Snobs and Smoky Rooms

Apparently my paranoia is catching on. In the wake of Harriet Miers' withdrawal (I have to take a brief second here to hate on the east-coast bias that puts me three hours behind the rest of the country -- and I'm not posting a link because the story is freaking everywhere) other like-minded geniuses as odderie are expressing worried puzzlement over the strange series of events that have surrounded the coven of Supreme Court ruminators (how strangely appropriate that Halloween is Monday).

Most of you know how much intellectual snobbery irritates me. It's one thing to hold yourself to rigorous standards of debate and expect the same of others. It's quite another to criticize someone, on the one hand innocently proclaiming "we don't know anything about her!" and on the other calling her "unqualified" (I guess, then, we must know at least one thing about her?). Certainly much of the motivation behind criticisms of Ms. Miers was political, and I don't doubt that a fair share of it was sexist as well. But most of what irritated me was the latent elitism in so-called criticisms of her qualifications. She didn't go to a top ten law school, so clearly she could never make an adequate Supreme Court justice. She's a practitioner, not an academic, so clearly she knows nothing about "the law." Whether people were hiding behind their high-minded ivory-tower concerns while secretly harboring political motives, or genuinely thought themselves better than the woman actually nominated to serve on our country's highest court, these criticisms were, plain and simple, wrong-headed and ill-conceived.

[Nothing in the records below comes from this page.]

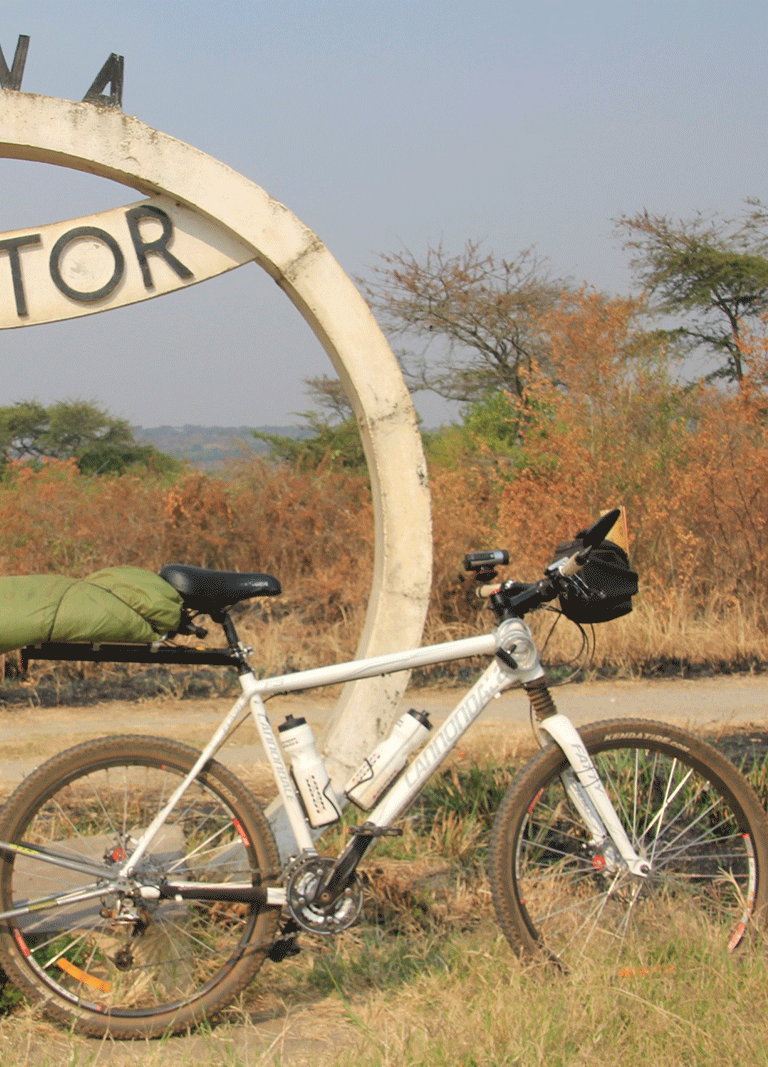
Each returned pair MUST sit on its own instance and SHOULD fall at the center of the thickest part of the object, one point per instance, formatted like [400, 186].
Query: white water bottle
[309, 774]
[387, 759]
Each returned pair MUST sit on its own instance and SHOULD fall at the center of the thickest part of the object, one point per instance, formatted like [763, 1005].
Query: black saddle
[214, 591]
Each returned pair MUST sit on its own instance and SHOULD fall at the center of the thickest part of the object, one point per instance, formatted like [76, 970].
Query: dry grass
[428, 981]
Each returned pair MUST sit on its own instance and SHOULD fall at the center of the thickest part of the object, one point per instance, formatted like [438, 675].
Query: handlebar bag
[609, 578]
[118, 604]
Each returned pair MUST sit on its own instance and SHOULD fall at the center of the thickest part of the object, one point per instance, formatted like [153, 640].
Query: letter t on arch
[12, 79]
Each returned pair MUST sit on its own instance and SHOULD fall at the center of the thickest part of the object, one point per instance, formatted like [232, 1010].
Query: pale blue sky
[381, 125]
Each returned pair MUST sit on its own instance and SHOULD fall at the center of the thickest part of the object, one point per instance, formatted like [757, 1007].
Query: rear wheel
[121, 961]
[686, 810]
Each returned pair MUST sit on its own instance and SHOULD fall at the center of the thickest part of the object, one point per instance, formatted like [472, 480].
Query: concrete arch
[108, 143]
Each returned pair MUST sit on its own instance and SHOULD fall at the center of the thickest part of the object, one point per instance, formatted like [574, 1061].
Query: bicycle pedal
[377, 831]
[284, 949]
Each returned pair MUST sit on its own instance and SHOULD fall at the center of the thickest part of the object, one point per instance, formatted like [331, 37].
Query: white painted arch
[106, 142]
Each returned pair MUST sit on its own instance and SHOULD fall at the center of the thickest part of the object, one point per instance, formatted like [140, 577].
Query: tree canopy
[475, 318]
[710, 272]
[75, 429]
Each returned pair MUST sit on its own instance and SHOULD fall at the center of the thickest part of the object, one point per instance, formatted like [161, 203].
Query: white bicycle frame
[515, 661]
[512, 637]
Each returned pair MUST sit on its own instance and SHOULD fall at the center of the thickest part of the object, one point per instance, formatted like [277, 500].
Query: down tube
[493, 681]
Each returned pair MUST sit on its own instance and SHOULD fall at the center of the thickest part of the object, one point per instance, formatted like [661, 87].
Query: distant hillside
[210, 446]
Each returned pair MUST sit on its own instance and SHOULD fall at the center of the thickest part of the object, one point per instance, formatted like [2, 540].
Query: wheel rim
[575, 897]
[125, 956]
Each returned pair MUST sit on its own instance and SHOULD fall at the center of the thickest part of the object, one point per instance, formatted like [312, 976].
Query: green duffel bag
[118, 604]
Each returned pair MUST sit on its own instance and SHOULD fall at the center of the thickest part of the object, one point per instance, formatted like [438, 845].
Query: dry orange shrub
[690, 467]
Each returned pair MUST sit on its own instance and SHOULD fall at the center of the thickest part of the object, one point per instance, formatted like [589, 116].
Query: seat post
[225, 621]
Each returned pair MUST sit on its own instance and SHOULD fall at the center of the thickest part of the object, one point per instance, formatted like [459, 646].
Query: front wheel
[561, 895]
[122, 959]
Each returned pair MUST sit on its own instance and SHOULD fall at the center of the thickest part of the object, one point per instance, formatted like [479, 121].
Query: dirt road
[29, 735]
[308, 1033]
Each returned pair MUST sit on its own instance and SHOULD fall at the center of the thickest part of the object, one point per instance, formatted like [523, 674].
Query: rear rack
[105, 653]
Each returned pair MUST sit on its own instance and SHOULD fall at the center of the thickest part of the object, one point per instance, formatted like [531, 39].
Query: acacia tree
[467, 323]
[710, 271]
[74, 429]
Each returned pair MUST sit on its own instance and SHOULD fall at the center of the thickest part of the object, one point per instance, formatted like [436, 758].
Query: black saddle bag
[609, 578]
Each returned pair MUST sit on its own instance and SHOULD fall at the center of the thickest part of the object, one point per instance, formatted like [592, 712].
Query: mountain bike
[141, 886]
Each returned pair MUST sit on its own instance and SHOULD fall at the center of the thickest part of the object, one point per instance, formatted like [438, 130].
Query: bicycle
[141, 887]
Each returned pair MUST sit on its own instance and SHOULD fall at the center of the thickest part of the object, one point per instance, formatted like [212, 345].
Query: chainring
[304, 878]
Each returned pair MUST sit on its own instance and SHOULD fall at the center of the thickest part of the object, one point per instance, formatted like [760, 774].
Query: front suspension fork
[581, 781]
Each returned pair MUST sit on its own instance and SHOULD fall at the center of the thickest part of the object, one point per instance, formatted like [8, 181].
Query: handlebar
[517, 598]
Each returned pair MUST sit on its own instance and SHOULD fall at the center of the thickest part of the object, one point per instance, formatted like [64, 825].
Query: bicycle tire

Sorry for all the hyphens.

So: might there be an ulterior motive underlying the events of the past month or so? Is Bush in fact an evilgenius (yes, one word)? People laugh and mock the notion that Bush has the mental capacity for such devious plots, yet those same people are quick to point out that he's destroying our country. Look, stupidity and power can do a lot of messed up things. But they can't destroy a country unless the country itself is dumb enough to let that happen. So I think people give Bush more credit than they say they do, and perhaps not even enough credit at that. If Bush nominates Michael McConnell, who now will have the jockeying power to ask, why not Alberto Gonzales or Janice Brown? Bush tried to give us a moderate woman, and we rejected her by hiding behind "principles" (and shoddy principles, at that).

We should be ashamed of ourselves. Well, not me, because I always liked Harriet. But the rest of you. Yup, ashamed, ashamed, ashamed.

6 Comments:

At October 27, 2005 at 2:32 PM, Blogger Micah said...

I was iffy on Miers since the beginning because she's an unknown quantity. How would she vote if another issue like Kelo came up (which was a boneheaded, terrifying decision)? I'd much rather back someone with a paper trail which gave an indication on where she/he stood. But, then again, there was Souter had a paper trail...

It certainly has nothing to do with elitism. As a graduate of a shitty law school, I was actually pulling for her in that respect.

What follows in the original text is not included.